Além disso, a indústria química passou a representar um novo foco de tensão. Isso ocorre porque muitos desses produtos chegam ao mercado europeu com preços altamente competitivos, frequentemente associados a subsídios industriais. Como resultado, empresas europeias enfrentam dificuldades para competir em igualdade de condições.

Outro fator relevante envolve o redirecionamento do comércio global. Após a elevação de tarifas pelos Estados Unidos sobre produtos chineses, parte significativa dessas exportações passou a ser direcionada à Europa. Assim, a pressão sobre o mercado europeu se intensificou ainda mais.

Consequentemente, autoridades europeias passaram a considerar esse movimento não como um fenômeno temporário, mas como uma transformação estrutural do comércio internacional.

Mudança estrutural no padrão de importações europeias

Estudos conduzidos pelo centro de pesquisa econômica Bruegel, sediado em Bruxelas, indicam que a participação da China nas importações europeias cresce de forma contínua. Além disso, essa mudança ocorre tanto em volume quanto em qualidade dos produtos.

Em outras palavras, a Europa não importa apenas mais produtos chineses. Ela também passou a importar bens de maior valor agregado. Isso inclui tecnologias e componentes considerados essenciais para a autonomia industrial e tecnológica do bloco.

Assim sendo, o desafio europeu vai além do déficit comercial. Ele envolve, sobretudo, a dependência crescente em áreas estratégicas. Por conseguinte, o tema ganhou relevância política dentro da UE.

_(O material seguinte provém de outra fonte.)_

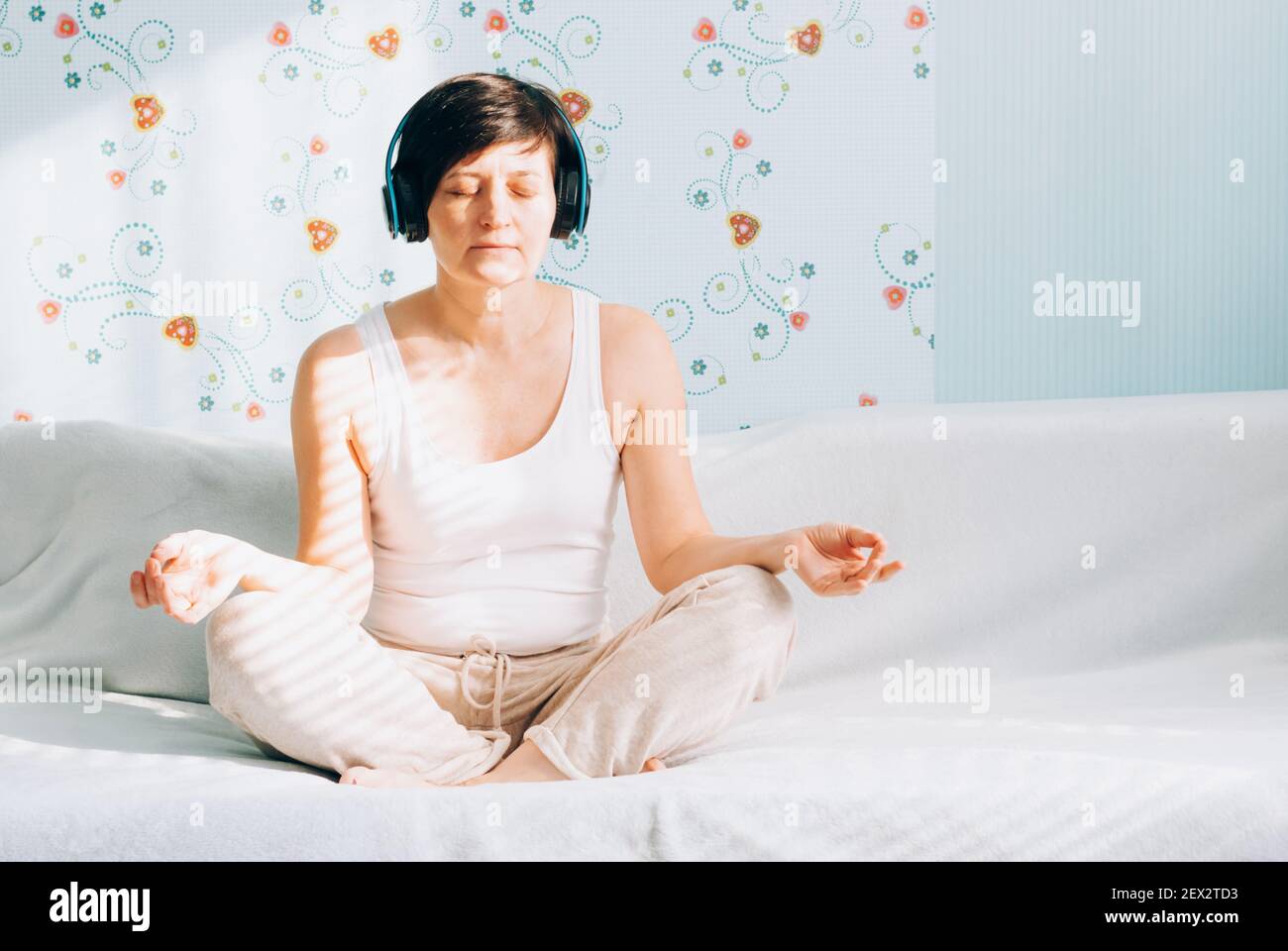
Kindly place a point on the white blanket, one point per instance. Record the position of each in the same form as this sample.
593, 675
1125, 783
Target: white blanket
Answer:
1134, 710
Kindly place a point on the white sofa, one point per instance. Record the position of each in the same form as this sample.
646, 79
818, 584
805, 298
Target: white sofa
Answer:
1136, 709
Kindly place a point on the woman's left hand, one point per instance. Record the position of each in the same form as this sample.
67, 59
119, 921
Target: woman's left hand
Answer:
831, 562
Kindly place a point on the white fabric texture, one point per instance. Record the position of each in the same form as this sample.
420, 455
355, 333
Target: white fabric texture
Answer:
514, 549
1136, 710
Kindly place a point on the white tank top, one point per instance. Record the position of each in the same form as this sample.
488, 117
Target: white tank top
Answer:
515, 549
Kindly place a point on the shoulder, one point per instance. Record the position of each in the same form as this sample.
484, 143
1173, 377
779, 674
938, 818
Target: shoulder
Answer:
629, 330
335, 364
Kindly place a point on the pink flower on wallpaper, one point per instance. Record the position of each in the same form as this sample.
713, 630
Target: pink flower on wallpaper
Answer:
50, 311
279, 35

Ao mesmo tempo, esse cenário aumenta a sensibilidade das decisões comerciais. Afinal, políticas adotadas agora podem impactar diretamente a capacidade industrial futura da Europa.

UE amplia arsenal para conter avanço chinês

Diante desse contexto, a União Europeia tem ampliado suas ferramentas de política comercial. Um exemplo recente foi a imposição de tarifas sobre veículos elétricos chineses. A medida busca proteger a indústria automotiva europeia diante da concorrência crescente.

No entanto, autoridades europeias avaliam expandir essas ações. Entre os setores em análise estão baterias, produtos químicos e outras categorias estratégicas. Isso ocorre porque exportações chinesas subsidiadas continuam ganhando participação no mercado europeu.

Além disso, a UE busca equilibrar sua relação com a China sem comprometer sua base industrial. Ao mesmo tempo, enfrenta pressões internas por maior proteção econômica. Dessa forma, o bloco tenta alinhar interesses econômicos e políticos.

Por fim, o conjunto de dados recentes reforça essa mudança de postura. O aumento do déficit, o avanço chinês em setores estratégicos e a queda nas exportações europeias delineiam um cenário desafiador. Portanto, a tendência aponta para uma atuação mais rigorosa da UE no comércio internacional.